Terms and Conditions

These Terms and Conditions (“Terms”) govern the use of services provided by Rogers Construction, herein referred to as “the Company,” to its clients, herein referred to as “the Client.” By engaging with our services, the Client agrees to abide by these Terms.

1. Scope of Work

1.1 The Company agrees to provide construction services as outlined in the agreement between the parties.

1.2 Any changes or additional work requested by the Client outside the scope of the original agreement may result in additional charges and will require written approval from both parties.

2. Payment Terms

2.1 The Client agrees to pay the Company the agreed-upon amount for services rendered as outlined in the agreement.

2.2 Payment terms shall be as specified in the agreement.
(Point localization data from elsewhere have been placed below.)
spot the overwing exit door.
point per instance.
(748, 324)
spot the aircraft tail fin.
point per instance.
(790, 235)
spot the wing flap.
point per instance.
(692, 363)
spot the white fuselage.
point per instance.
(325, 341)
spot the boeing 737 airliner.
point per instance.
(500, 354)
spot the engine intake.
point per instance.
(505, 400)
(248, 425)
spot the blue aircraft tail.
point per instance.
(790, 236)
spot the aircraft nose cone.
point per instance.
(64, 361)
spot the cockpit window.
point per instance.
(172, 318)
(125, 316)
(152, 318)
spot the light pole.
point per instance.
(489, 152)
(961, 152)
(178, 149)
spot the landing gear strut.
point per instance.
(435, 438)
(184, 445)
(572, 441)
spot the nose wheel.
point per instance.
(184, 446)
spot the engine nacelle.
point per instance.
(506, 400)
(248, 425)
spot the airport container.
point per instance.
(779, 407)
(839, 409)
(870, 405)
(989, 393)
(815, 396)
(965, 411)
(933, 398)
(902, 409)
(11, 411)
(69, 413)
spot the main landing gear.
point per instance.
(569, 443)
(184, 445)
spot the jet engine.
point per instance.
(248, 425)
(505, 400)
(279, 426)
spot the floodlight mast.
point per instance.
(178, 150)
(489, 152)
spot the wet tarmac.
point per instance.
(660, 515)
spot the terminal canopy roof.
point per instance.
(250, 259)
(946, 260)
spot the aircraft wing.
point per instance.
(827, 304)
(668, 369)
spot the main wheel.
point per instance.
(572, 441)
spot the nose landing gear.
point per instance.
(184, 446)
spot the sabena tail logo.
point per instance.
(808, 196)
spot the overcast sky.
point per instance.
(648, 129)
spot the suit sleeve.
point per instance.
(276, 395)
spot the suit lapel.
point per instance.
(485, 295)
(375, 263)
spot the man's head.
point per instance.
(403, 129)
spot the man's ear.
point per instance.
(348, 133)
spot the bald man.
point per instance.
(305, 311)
Failure to adhere to these terms may result in penalties, interest charges, or suspension of services.

2.3 The Client shall be responsible for any additional costs incurred due to delays caused by the Client, changes in project scope, or unforeseen circumstances.

3. Project Timeline

3.1 The Company will make reasonable efforts to complete the project within the agreed-upon timeline. However, delays may occur due to factors beyond our control, such as weather conditions, regulatory approvals, or unforeseen site conditions.

3.2 The Client agrees to cooperate with the Company to facilitate the timely completion of the project, including providing access to the construction site and timely decision-making.

4. Warranty

4.1 The Company warrants that all work will be performed in a professional manner and in accordance with industry standards.

4.2 Any defects or deficiencies in the workmanship will be promptly addressed by the Company within the warranty period specified in the agreement.

5. Liability

5.1 The Company shall not be liable for any damages, including but not limited to, direct, indirect, incidental, or consequential damages arising from the use of our services.

5.2 The Client agrees to indemnify and hold the Company harmless from any claims, damages, or liabilities arising from the Client’s use of the services.

6. Termination

6.1 Either party may terminate the agreement with written notice if the other party breaches any material term of the agreement and fails to remedy the breach within a reasonable time.

6.2 Upon termination, the Client shall pay for any services rendered up to the date of termination and any additional costs incurred as a result of the termination.

7. Governing Law

7.1 These Terms and the agreement between the parties shall be governed by and construed in accordance with the laws of the UK.

8. Entire Agreement

8.1 These Terms constitute the entire agreement between the parties and supersede all prior agreements and understandings, whether written or oral, relating to the subject matter herein.

By engaging with our services, the Client acknowledges that they have read, understood, and agree to abide by these Terms and Conditions.